SELECT DATETIMEFROMPARTS(2025, 04, 20, 14, 30, 0, 0);  
-- Output: 2025-04-20 14:30:00.000

TIMEFROMPARTS() (less common, but helpful in time data)

SELECT TIMEFROMPARTS(14, 45, 30, 0, 0);  
-- Output: 14:45:30.0000000

SQL Set Operations

SQL set operations are used to combine the results of two or more queries into a single result set. These operations include UNION, INTERSECT, EXCEPT, and MINUS (in some databases). Each operation has specific rules for how the result sets are combined.

UNION:

Combines the results of two or more queries and removes duplicate records. Both queries must have the same number of columns with the same or compatible data types.

SELECT Name FROM Customers
UNION
SELECT Name FROM Employees;

This retrieves all unique names from both Customers and Employees tables.

UNION ALL:

Similar to UNION, but does not remove duplicates. It combines all results, including duplicate rows.
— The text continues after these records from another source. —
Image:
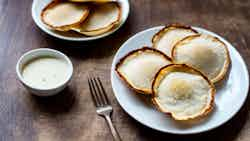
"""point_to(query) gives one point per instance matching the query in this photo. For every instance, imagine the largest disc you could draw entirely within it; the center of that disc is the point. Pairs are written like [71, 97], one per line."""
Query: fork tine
[102, 98]
[103, 91]
[93, 93]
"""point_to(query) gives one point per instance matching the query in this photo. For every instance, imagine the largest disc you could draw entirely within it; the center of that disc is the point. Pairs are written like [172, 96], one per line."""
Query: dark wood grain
[71, 115]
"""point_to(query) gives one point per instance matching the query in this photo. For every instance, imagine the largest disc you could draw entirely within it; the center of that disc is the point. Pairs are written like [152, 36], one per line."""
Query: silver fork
[103, 106]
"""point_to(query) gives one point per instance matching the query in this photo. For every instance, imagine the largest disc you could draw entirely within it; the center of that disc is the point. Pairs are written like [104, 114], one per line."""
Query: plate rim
[245, 70]
[80, 39]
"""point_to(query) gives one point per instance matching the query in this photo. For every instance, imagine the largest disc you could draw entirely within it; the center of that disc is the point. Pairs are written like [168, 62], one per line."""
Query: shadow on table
[227, 132]
[55, 105]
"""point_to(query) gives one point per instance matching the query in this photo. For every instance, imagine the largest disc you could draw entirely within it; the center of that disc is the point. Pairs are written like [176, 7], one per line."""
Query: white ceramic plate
[38, 5]
[228, 100]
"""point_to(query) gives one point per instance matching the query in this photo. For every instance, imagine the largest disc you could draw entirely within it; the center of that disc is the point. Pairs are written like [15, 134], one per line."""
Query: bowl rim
[55, 54]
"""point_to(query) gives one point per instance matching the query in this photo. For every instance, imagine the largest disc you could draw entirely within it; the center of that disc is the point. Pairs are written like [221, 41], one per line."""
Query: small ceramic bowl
[41, 53]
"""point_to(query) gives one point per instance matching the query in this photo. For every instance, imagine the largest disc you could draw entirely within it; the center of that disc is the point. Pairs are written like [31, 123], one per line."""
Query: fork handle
[113, 130]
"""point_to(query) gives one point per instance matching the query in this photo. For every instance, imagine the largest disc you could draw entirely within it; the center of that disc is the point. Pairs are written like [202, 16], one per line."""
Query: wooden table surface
[71, 115]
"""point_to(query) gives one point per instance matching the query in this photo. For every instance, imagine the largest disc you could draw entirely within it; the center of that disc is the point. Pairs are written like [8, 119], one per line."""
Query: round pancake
[139, 67]
[166, 38]
[204, 52]
[63, 16]
[183, 92]
[102, 18]
[96, 1]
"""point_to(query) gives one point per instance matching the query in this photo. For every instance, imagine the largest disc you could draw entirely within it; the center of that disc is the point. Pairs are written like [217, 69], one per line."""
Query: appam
[165, 39]
[139, 67]
[183, 92]
[204, 52]
[102, 18]
[63, 16]
[96, 1]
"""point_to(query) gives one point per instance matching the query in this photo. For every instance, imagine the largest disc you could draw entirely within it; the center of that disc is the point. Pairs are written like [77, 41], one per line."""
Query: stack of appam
[87, 17]
[178, 72]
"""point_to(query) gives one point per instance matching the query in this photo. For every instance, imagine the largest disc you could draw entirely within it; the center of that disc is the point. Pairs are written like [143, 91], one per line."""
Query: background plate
[38, 5]
[228, 100]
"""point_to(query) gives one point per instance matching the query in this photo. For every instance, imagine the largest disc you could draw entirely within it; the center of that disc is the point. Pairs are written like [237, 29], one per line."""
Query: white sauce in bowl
[46, 72]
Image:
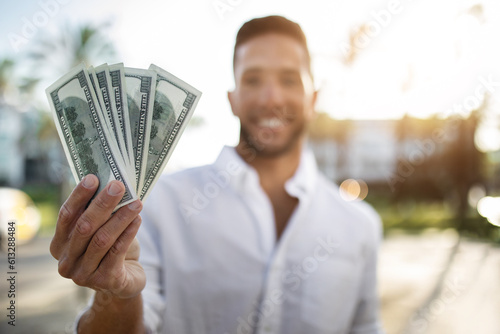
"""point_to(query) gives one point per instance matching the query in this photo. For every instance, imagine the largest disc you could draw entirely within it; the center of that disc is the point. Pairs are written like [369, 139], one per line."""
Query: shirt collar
[242, 175]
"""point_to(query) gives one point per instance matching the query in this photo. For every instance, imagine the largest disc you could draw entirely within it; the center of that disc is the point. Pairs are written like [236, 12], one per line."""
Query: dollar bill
[140, 90]
[117, 75]
[87, 143]
[110, 112]
[173, 107]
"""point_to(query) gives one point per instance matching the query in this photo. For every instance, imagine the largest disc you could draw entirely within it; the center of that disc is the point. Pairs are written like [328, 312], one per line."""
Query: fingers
[71, 210]
[97, 213]
[113, 238]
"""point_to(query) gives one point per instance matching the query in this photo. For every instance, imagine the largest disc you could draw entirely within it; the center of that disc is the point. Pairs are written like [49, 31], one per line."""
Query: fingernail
[114, 189]
[134, 205]
[88, 182]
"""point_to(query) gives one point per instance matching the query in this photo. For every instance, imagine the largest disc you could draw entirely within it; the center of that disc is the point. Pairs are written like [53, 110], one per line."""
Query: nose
[272, 94]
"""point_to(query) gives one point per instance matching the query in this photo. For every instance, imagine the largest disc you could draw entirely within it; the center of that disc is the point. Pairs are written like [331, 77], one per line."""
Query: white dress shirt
[213, 265]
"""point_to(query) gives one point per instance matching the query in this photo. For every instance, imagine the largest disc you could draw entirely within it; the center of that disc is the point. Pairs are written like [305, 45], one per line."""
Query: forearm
[113, 315]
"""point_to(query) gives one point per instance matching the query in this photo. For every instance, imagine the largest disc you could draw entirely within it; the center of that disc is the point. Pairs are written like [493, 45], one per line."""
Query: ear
[312, 107]
[231, 96]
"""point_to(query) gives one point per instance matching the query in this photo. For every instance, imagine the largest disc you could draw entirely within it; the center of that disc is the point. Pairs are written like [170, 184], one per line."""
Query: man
[258, 242]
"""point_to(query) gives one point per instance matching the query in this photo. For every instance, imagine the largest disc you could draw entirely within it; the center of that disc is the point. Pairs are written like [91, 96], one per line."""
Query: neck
[273, 170]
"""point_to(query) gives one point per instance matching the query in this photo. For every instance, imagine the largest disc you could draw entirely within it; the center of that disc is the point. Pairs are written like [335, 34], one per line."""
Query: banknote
[140, 89]
[174, 104]
[89, 146]
[117, 75]
[111, 116]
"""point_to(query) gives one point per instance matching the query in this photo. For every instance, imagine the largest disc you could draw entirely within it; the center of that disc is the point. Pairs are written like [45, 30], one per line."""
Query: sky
[417, 57]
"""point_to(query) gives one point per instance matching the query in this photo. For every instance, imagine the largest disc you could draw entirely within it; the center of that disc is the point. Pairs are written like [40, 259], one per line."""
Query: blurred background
[408, 119]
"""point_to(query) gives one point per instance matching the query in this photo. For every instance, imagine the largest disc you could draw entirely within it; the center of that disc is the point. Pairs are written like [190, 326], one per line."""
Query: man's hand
[95, 248]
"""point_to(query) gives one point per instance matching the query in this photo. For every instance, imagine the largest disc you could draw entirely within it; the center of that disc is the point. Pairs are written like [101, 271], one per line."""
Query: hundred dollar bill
[140, 90]
[112, 117]
[86, 141]
[117, 75]
[174, 104]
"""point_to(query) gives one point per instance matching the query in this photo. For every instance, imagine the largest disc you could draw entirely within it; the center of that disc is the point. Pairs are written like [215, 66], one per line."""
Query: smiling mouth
[271, 123]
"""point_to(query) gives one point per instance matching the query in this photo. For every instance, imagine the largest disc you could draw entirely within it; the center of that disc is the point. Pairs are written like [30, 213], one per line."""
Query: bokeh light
[489, 208]
[353, 190]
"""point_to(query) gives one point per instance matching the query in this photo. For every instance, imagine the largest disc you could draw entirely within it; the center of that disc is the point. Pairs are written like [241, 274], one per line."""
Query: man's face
[274, 95]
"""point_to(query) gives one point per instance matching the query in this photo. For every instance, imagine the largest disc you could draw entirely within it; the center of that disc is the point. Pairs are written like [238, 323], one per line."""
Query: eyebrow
[281, 71]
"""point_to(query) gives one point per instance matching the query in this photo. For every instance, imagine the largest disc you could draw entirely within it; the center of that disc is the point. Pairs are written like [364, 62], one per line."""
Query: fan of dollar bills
[121, 123]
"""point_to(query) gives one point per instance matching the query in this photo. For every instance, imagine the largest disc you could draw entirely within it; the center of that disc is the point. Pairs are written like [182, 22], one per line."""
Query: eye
[290, 80]
[251, 80]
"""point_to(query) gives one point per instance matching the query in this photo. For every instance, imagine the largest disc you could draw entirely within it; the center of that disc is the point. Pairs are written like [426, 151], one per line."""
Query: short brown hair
[271, 24]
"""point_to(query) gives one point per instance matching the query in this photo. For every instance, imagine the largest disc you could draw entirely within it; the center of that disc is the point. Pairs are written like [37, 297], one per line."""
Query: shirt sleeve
[150, 258]
[366, 319]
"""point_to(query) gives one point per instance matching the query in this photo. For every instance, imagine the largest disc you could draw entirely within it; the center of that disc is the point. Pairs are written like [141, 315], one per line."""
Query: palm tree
[70, 46]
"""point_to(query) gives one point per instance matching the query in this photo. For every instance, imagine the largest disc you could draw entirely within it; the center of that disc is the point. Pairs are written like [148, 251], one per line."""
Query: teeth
[272, 123]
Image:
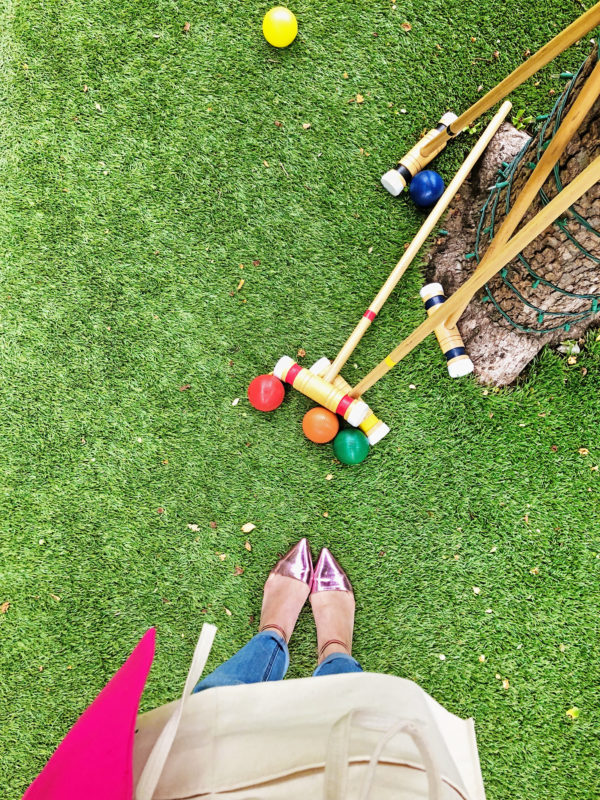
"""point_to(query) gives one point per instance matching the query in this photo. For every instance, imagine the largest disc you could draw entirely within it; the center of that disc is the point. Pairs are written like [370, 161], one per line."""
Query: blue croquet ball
[351, 446]
[426, 188]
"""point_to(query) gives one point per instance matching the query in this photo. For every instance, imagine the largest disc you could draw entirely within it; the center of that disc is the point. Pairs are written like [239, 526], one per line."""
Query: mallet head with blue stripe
[450, 340]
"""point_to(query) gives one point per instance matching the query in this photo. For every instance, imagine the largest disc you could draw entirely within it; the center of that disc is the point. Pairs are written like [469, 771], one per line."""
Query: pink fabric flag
[94, 760]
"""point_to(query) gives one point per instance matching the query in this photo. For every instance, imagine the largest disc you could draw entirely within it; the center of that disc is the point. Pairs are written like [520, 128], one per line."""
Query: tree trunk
[567, 257]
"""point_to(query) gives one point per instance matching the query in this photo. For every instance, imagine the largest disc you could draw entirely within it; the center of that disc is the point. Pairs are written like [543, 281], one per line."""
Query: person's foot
[286, 590]
[332, 601]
SELECT Name FROM Customers
UNION ALL
SELECT Name FROM Employees;

This retrieves all names from Customers and Employees, including duplicates.

INTERSECT:

Returns only the rows that appear in both queries (common rows). Both queries must have the same number of columns and compatible data types.

SELECT Name FROM Customers
INTERSECT
SELECT Name FROM Employees;

This retrieves the names that exist in both Customers and Employees tables.

EXCEPT (or MINUS in some databases):

Returns the rows from the first query that do not appear in the second query. Both queries must have the same number of columns and compatible data types.

SELECT Name FROM Customers
EXCEPT
SELECT Name FROM Employees;

This retrieves the names that are in the Customers table but not in the Employees table.

System Databases

Master Database:

The Master database is crucial in SQL Server. It contains system-level information such as login accounts, configuration settings, endpoints, and linked servers.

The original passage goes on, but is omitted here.